Clinical Tools Are Starting to Change
Several major medical organizations have moved to remove race from their standard calculations. In 2021, the National Kidney Foundation and the American Society of Nephrology recommended adopting a new race-free equation for estimating kidney function. The updated formula uses the same blood markers but drops the race coefficient entirely, with expanded use of an alternative blood test called cystatin C for more precise results.
The American Thoracic Society, endorsed by the European Respiratory Society, issued an official statement recommending that race and ethnicity no longer be used in interpreting spirometry results. The statement cited evidence that a race-neutral approach is superior for assessing lung health prognosis and the effects of tobacco smoke exposure. Their new recommendation replaces race-specific reference equations with a single race-composite average.

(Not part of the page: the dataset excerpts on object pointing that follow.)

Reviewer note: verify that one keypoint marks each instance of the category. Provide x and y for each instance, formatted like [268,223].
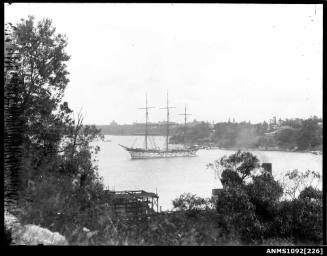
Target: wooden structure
[131,203]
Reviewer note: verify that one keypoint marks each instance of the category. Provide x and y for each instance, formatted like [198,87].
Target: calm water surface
[171,177]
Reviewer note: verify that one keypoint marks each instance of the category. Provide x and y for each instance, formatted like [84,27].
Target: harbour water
[171,177]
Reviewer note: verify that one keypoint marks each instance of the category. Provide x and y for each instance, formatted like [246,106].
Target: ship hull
[147,154]
[163,154]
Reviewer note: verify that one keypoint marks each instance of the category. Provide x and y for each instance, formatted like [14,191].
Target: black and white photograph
[168,124]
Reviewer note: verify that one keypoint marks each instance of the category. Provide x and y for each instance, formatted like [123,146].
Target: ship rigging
[144,153]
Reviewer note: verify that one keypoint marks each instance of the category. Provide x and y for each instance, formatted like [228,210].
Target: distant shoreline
[318,152]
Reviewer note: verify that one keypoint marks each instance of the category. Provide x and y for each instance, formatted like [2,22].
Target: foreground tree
[251,201]
[59,183]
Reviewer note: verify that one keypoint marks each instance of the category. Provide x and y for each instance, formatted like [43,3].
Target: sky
[249,62]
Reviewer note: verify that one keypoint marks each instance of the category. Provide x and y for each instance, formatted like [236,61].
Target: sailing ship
[144,153]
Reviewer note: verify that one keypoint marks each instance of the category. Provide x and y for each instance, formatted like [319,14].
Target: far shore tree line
[51,177]
[290,134]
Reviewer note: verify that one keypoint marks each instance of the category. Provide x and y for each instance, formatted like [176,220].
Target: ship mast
[146,121]
[184,132]
[167,126]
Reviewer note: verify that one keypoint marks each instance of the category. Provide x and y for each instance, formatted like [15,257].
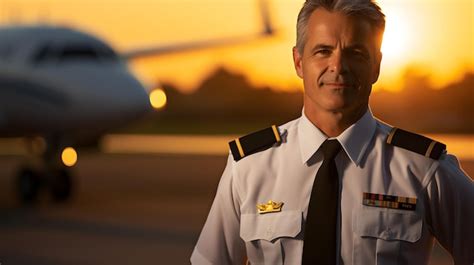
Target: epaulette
[254,142]
[416,143]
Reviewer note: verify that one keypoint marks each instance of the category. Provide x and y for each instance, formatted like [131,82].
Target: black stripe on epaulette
[416,143]
[255,142]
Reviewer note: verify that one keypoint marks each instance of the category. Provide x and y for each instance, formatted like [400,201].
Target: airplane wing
[267,30]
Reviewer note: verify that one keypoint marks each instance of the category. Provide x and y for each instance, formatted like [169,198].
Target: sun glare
[396,37]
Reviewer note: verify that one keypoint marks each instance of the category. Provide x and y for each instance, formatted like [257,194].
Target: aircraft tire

Heart disease risk prediction is shifting too. The most widely used cardiovascular risk calculator, the pooled cohort equations, uses four separate formulas divided by sex and race (white or Black), meaning two people with identical blood pressure, cholesterol, and other clinical values can receive different 10-year risk scores based solely on their racial category. People who identify as neither white nor Black are told to use the white equation. The American Heart Association’s newer risk prediction model moves toward a race-neutral approach, and race-agnostic alternatives like the Framingham Risk Score have been available for years.
Genetic Testing Versus Racial Assumptions
The clearest alternative to using race in treatment decisions is testing patients directly. Pharmacogenomic testing, which analyzes specific genes that affect how a person metabolizes medication, can tell a doctor exactly which drug variants a patient carries. The blood thinner warfarin is a prime example: dosing depends heavily on variants in specific genes that process the drug, and these variants exist across all racial groups at different frequencies. Testing for the actual gene variant is far more accurate than guessing based on a patient’s self-reported race.
Several FDA-approved drug labels already include group-specific prescribing recommendations based on genetic markers rather than race, including medications for seizures, gout, cholesterol, and organ transplant rejection. As pharmacogenomic testing becomes more accessible, race and ethnicity will become irrelevant to these treatment decisions because doctors will have the precise genetic information they need.
What Is Changing in Medical Training
Medical schools are beginning to reform how they teach about race. Traditionally, curricula focused on treating disease with little attention to how social factors shape health outcomes. The consequences of that gap have been measurable: a 2016 study found that medical students and residents held false beliefs about biological differences between Black and white patients, including that Black people have thicker skin and feel less pain. These beliefs directly affect pain management and treatment quality.
Some institutions have developed new coursework that traces the historical origins of race-based medical assumptions and connects them to present-day health disparities. These interventions aim to help future physicians distinguish between race as a social experience that affects health and race as an assumed biological category. The goal is not to stop collecting racial data entirely, since tracking health outcomes by race is essential for identifying and addressing inequities. It is to stop treating race as though it explains biology when it actually reflects the unequal conditions people live in.